The fact that *AFTER* this event you put so much emphasis on was over I end up with a security clearance AND end up selling firearms to police and military units ought to tell you there is more to the story. But, you have had your last word, I'll have mine and let everyone else decide.

Next, my story has never changed; it has been posted by me as it happened - usually and is public knowledge. If I though I had anything to hide, I damn well would not post it. Actually, it should piss you off that the government can and will do whatever they can to shut a person down. But, you are what I said about you and that which is undeniable... you are pro- Big Government. Anyone that reads your posts on this thread can figure that out.

In this thread, I did not spout off with "_fear, hate, and discontent_." I gave you my opinion about a law that is socialist at its very core. The next thing that happened is that someone decided to call me socialist and everybody forgets... the other guy drew first blood and was immediately backed up by a pot stirrer who exacerbated the problem.

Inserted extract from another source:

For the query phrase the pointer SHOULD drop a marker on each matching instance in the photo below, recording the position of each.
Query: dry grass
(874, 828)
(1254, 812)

Instead of people contacting me via PM and working the differences out privately, you thought it a good idea to do as they did and use this thread as a popularity contest. You never disagreed with the guy who said "_**** your mother and **** your sister._" You want to be my judge, but what does that say about you? Where did I drag someone's family into this? The rules you play by are not those which decent human beings operate. You are only as popular as this board is and no more. The difference between you and I is that I identify myself and stand by who I am. You cannot be judged here as you don't identify yourself. So, being anonymous, how can anyone believe what you say? I'm inclined to believe you make your money off of coming onto boards and dabbling in this kind of bullshit. You spend way too much time on me. Nobody knows who you really are.

Finally, you presume that everyone agrees with you. I keep coming back to the fact that you back people that drag family members into these disputes. I wonder how many of the guys in your cheering section really go along with that. You've had your .02 cents worth; I've had mine. Let's leave it at that and move on.


----------



## SARGE7402

Actually I'm not the one that has a problem with reality. I didn't rely on anyone other than your statement and what the official court record shows. I'm sorry if you and the courts in Georgia have a difference of opinion. but that's between you and them not with me. As for backing folks that drag family members in I've never commented one way or another. Again that's between you and them. However I believe it was you that went off on MsInor for a post her husband made and I don't think you've ever apologized to her for that error. 

And remember you did PM me about something some one else posted. 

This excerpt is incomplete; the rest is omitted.